Tuesday, June 30, 2009

Fehr strikes out? Hardly

Here's the script from this week's Sports At Large, heard each Monday at 5:30 p.m. and Tuesday mornings in the 9 a.m. hour on WYPR 88.1 FM in Baltimore.

Ever since former President Reagan routed the air traffic controllers 28 years ago, labor unions in this country have been taking it on the collective chin.

If, in the best of economic times, one union after another has been forced to give things back to management, imagine what the auto workers had to surrender this year to keep Detroit afloat.

Among the sports players unions, hockey players gave back 25 percent of their salaries a couple of years ago. Basketball players have been operating under a salary cap for more than 20 years, and football's union is as weak as a newborn kitten.

Only one group, baseball players, have seen their lot improve over the years, and one of the driving forces behind that improvement announced his retirement last week.

Sometime before the beginning of the next season, Donald Fehr will step down as executive director of the Major League Baseball Players Association, a post he has held since December, 1983.

Fehr will leave with a winning percentage that any pitcher, any manager, any franchise would kill for, as he will retire virtually undefeated in important showdowns with baseball management.

Fehr, who replaced the fired Ken Moffatt, the former air traffic controllers union chief, effectively won five collective bargaining negotiations with baseball owners during his tenure.

In addition, the union charged the owners with banding together to artificially depress free agent salaries in 1985, 86 and 87. The players won a $ 280-million settlement of a suit.

Perhaps the biggest mark of Fehr's dominance of the collective bargaining process: When he took over from founding executive director Marvin Miller, the average player salary was $289-thousand.

Last year, the average ballplayer took home a yearly salary of 2-point-9 million. Nice work if you can get it.

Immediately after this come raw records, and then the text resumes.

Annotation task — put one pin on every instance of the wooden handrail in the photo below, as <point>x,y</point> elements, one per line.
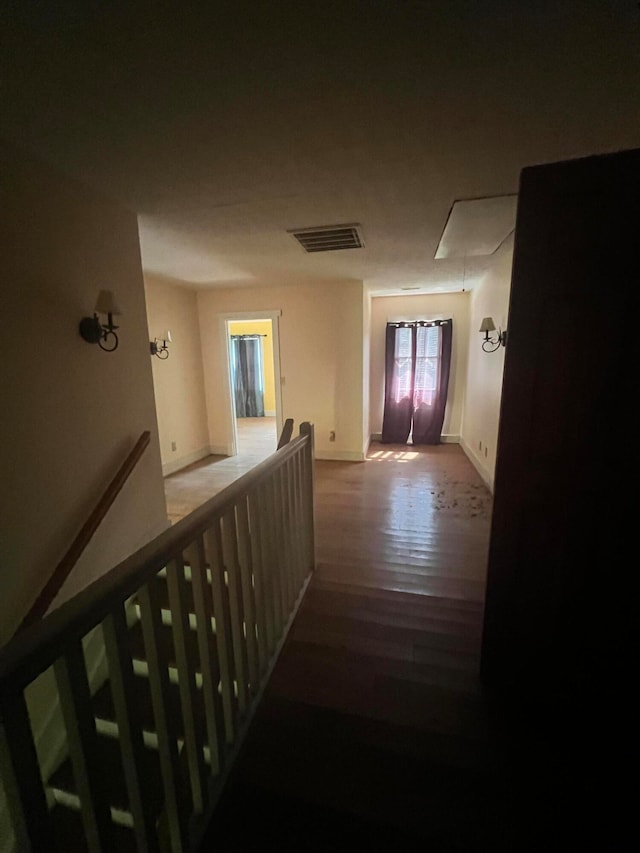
<point>66,564</point>
<point>250,555</point>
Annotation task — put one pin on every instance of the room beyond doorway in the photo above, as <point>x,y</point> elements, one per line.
<point>254,393</point>
<point>256,437</point>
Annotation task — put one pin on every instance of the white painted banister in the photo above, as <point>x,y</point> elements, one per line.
<point>195,621</point>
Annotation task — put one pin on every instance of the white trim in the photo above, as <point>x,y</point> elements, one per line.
<point>243,317</point>
<point>183,461</point>
<point>477,463</point>
<point>444,439</point>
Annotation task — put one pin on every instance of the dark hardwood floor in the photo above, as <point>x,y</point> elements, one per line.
<point>374,732</point>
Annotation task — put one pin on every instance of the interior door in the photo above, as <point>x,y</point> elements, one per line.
<point>561,617</point>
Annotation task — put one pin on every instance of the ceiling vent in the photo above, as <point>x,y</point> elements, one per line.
<point>329,238</point>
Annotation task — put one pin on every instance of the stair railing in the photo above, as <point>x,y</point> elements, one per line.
<point>66,564</point>
<point>236,571</point>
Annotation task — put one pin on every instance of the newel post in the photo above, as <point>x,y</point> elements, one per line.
<point>306,428</point>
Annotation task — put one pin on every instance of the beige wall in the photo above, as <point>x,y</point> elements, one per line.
<point>422,307</point>
<point>320,332</point>
<point>484,370</point>
<point>71,412</point>
<point>178,380</point>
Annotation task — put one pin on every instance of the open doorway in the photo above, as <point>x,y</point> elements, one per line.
<point>252,350</point>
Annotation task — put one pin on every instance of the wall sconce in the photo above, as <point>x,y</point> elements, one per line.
<point>103,334</point>
<point>492,344</point>
<point>161,349</point>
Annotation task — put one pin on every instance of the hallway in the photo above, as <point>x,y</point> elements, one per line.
<point>373,733</point>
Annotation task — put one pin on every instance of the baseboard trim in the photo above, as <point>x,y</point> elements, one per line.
<point>475,460</point>
<point>178,464</point>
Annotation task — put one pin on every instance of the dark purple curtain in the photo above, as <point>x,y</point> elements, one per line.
<point>417,367</point>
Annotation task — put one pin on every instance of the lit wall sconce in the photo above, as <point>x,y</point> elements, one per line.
<point>492,344</point>
<point>103,334</point>
<point>161,349</point>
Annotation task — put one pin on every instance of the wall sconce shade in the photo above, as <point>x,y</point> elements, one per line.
<point>93,331</point>
<point>492,344</point>
<point>160,348</point>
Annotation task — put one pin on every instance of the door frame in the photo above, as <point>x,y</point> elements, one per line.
<point>230,416</point>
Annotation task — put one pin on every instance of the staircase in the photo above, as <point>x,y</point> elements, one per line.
<point>61,786</point>
<point>159,667</point>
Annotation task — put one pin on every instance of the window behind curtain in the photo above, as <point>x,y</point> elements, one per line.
<point>417,365</point>
<point>427,355</point>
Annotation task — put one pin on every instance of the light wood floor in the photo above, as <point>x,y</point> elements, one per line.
<point>192,486</point>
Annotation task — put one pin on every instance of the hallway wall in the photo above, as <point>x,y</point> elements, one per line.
<point>72,411</point>
<point>178,380</point>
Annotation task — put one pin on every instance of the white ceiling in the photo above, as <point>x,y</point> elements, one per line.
<point>226,125</point>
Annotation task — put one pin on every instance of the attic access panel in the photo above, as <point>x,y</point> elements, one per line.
<point>329,238</point>
<point>477,226</point>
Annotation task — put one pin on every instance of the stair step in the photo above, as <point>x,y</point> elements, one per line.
<point>109,759</point>
<point>105,715</point>
<point>68,833</point>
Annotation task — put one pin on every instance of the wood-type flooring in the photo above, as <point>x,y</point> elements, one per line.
<point>374,732</point>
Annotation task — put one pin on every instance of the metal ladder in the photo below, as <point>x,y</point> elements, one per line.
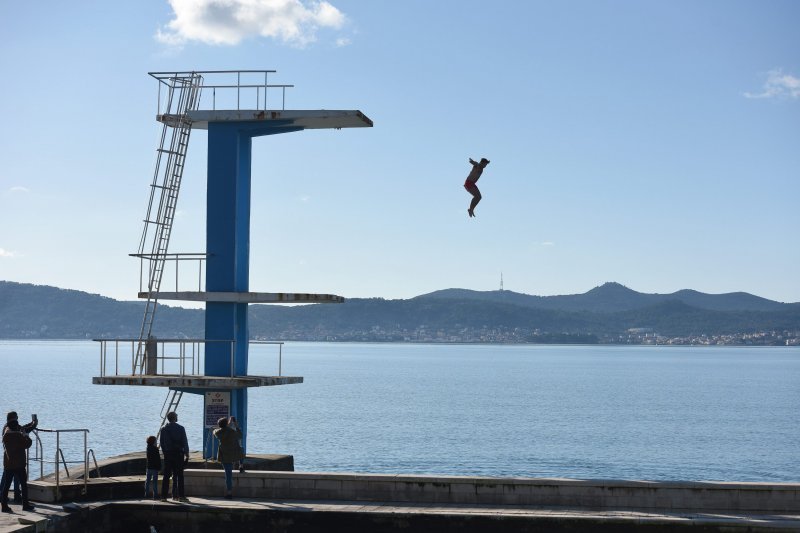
<point>171,403</point>
<point>183,96</point>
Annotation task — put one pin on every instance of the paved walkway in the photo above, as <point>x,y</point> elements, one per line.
<point>21,521</point>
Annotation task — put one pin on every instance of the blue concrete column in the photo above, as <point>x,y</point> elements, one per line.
<point>228,249</point>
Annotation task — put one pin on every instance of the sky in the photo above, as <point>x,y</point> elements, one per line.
<point>653,144</point>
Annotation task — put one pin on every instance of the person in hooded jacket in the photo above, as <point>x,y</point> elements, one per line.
<point>15,461</point>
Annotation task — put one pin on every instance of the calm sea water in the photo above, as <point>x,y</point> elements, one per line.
<point>658,413</point>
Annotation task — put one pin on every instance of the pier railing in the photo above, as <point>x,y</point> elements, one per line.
<point>59,458</point>
<point>173,357</point>
<point>173,266</point>
<point>226,89</point>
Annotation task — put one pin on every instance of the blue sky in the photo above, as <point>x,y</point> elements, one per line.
<point>650,143</point>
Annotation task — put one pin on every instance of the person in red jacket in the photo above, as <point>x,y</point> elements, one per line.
<point>15,442</point>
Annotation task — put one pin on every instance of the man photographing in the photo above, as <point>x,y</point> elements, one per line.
<point>15,443</point>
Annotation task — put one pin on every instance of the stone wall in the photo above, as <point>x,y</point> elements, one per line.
<point>568,493</point>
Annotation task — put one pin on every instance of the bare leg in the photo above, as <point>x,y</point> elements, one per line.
<point>476,197</point>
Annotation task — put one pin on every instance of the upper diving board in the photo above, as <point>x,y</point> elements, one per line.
<point>301,119</point>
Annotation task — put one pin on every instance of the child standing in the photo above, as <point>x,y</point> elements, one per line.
<point>153,466</point>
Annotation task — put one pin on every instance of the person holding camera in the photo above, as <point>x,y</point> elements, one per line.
<point>228,434</point>
<point>15,442</point>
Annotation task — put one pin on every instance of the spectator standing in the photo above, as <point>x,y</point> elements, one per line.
<point>176,454</point>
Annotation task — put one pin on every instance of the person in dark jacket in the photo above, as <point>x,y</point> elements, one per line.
<point>15,442</point>
<point>228,435</point>
<point>176,453</point>
<point>27,428</point>
<point>153,466</point>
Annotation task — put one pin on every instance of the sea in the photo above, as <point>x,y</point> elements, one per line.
<point>582,412</point>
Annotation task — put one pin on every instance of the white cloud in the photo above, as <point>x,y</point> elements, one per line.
<point>228,22</point>
<point>778,85</point>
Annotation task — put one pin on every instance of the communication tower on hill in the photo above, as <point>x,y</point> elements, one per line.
<point>235,107</point>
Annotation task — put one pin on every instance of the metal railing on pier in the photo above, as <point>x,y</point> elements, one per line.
<point>174,357</point>
<point>59,459</point>
<point>227,89</point>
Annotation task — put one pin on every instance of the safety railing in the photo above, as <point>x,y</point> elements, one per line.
<point>59,459</point>
<point>279,344</point>
<point>172,269</point>
<point>173,357</point>
<point>227,89</point>
<point>180,357</point>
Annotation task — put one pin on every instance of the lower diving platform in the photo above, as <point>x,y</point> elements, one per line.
<point>243,297</point>
<point>197,382</point>
<point>179,363</point>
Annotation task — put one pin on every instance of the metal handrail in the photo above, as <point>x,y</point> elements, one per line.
<point>190,356</point>
<point>60,454</point>
<point>171,80</point>
<point>176,258</point>
<point>280,352</point>
<point>94,458</point>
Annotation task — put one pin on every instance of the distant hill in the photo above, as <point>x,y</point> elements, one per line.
<point>613,297</point>
<point>41,312</point>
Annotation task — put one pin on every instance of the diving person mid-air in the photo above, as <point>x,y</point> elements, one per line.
<point>471,183</point>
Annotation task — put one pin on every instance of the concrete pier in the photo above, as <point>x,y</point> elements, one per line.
<point>298,502</point>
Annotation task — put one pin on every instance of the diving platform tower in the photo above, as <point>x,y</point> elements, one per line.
<point>235,107</point>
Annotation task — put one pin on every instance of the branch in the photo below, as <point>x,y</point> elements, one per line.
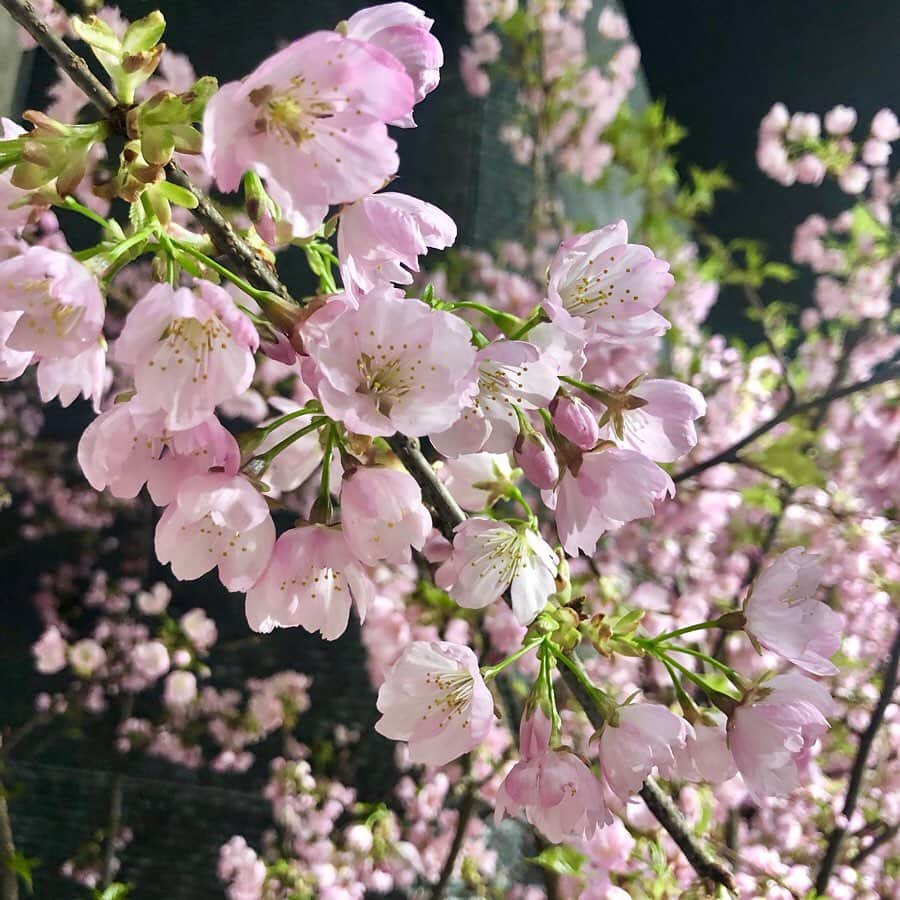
<point>447,513</point>
<point>223,236</point>
<point>662,807</point>
<point>859,766</point>
<point>466,807</point>
<point>788,411</point>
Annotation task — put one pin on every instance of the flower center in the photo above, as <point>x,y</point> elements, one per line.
<point>454,693</point>
<point>386,380</point>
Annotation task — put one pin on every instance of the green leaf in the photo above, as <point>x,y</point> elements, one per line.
<point>23,866</point>
<point>116,891</point>
<point>178,195</point>
<point>560,858</point>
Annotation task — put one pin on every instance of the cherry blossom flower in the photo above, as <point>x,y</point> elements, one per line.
<point>382,515</point>
<point>647,735</point>
<point>49,652</point>
<point>312,580</point>
<point>606,489</point>
<point>189,351</point>
<point>435,699</point>
<point>510,374</point>
<point>598,279</point>
<point>394,364</point>
<point>69,377</point>
<point>151,659</point>
<point>662,426</point>
<point>154,601</point>
<point>784,616</point>
<point>59,300</point>
<point>199,629</point>
<point>405,32</point>
<point>553,788</point>
<point>576,422</point>
<point>492,557</point>
<point>381,238</point>
<point>771,738</point>
<point>127,446</point>
<point>216,520</point>
<point>534,455</point>
<point>311,121</point>
<point>840,120</point>
<point>706,756</point>
<point>180,689</point>
<point>12,362</point>
<point>86,656</point>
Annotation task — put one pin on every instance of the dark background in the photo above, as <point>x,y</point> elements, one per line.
<point>718,65</point>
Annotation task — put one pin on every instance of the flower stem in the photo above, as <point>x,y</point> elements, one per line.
<point>269,455</point>
<point>532,321</point>
<point>489,672</point>
<point>226,273</point>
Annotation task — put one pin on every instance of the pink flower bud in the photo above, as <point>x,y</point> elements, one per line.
<point>576,421</point>
<point>537,460</point>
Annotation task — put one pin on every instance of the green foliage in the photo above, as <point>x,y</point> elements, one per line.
<point>559,858</point>
<point>116,891</point>
<point>23,866</point>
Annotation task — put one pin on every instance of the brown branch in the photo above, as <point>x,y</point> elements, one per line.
<point>888,833</point>
<point>660,804</point>
<point>466,808</point>
<point>223,236</point>
<point>788,411</point>
<point>859,766</point>
<point>447,513</point>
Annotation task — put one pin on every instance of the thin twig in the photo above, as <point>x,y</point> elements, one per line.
<point>659,803</point>
<point>447,513</point>
<point>886,835</point>
<point>466,807</point>
<point>730,454</point>
<point>9,881</point>
<point>859,766</point>
<point>223,236</point>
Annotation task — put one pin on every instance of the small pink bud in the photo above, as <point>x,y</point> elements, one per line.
<point>537,460</point>
<point>576,421</point>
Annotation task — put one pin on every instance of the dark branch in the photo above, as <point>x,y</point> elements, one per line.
<point>859,766</point>
<point>223,236</point>
<point>447,513</point>
<point>662,807</point>
<point>730,454</point>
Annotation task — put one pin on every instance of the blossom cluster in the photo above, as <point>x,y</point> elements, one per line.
<point>552,398</point>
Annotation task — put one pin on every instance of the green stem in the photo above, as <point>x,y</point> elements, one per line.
<point>725,669</point>
<point>210,263</point>
<point>598,697</point>
<point>532,321</point>
<point>489,672</point>
<point>269,455</point>
<point>72,204</point>
<point>546,654</point>
<point>309,409</point>
<point>325,487</point>
<point>688,629</point>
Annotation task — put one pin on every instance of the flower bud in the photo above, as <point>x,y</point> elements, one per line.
<point>576,421</point>
<point>537,460</point>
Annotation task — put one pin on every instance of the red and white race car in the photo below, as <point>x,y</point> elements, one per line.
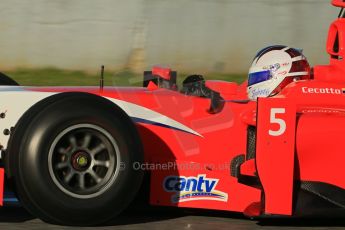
<point>78,155</point>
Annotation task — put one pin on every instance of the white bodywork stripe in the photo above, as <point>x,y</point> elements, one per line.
<point>137,111</point>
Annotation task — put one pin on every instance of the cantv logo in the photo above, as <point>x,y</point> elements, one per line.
<point>322,90</point>
<point>193,188</point>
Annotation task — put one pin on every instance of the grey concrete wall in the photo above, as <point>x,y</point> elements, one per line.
<point>188,35</point>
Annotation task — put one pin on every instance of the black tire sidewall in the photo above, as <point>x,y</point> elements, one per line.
<point>36,185</point>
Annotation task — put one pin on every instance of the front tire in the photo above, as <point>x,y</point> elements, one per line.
<point>74,164</point>
<point>5,80</point>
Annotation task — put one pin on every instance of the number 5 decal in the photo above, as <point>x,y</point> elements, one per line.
<point>278,121</point>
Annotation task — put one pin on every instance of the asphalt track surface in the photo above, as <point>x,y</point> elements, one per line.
<point>17,218</point>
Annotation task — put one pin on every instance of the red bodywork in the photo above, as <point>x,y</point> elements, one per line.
<point>298,139</point>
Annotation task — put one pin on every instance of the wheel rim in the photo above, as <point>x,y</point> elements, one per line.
<point>83,161</point>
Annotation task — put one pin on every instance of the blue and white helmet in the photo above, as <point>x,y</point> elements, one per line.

Now, beyond the fact that he was representing rich athletes, whom are hardly seen as warm and cuddly by the public, Fehr was imperious and single-minded in his focus toward improving conditions for the players.

Fehr's detractors say his desire to get the most favorable conditions for the players kept him from doing what was best for the game, namely authorizing a salary cap and permitting steroid testing before 2002.

Those criticisms are about 75 percent wrong. Baseball owners have historically restrained player movements as well as their pay.

A union leader who would allow management to cap salaries given the owners track record would be derelict in his duty.

The steroid charges stick to Fehr more thoroughly, but only to a point.

Yes, Fehr should have been more diligent about steroids as a health issue, but again, his first obligation was to protect his membership from the unreasonableness of management.

If Donald Fehr were a player, his career stats would give him an easy ticket to enshrinement in the Hall of Fame.

However, the record of his mentor, Marvin Miller, is even better than Fehr's and he isn't in Cooperstown yet.

As it is, Fehr will probably have to be satisfied with merely paving the way to the Hall. That's probably all he wanted in the first place.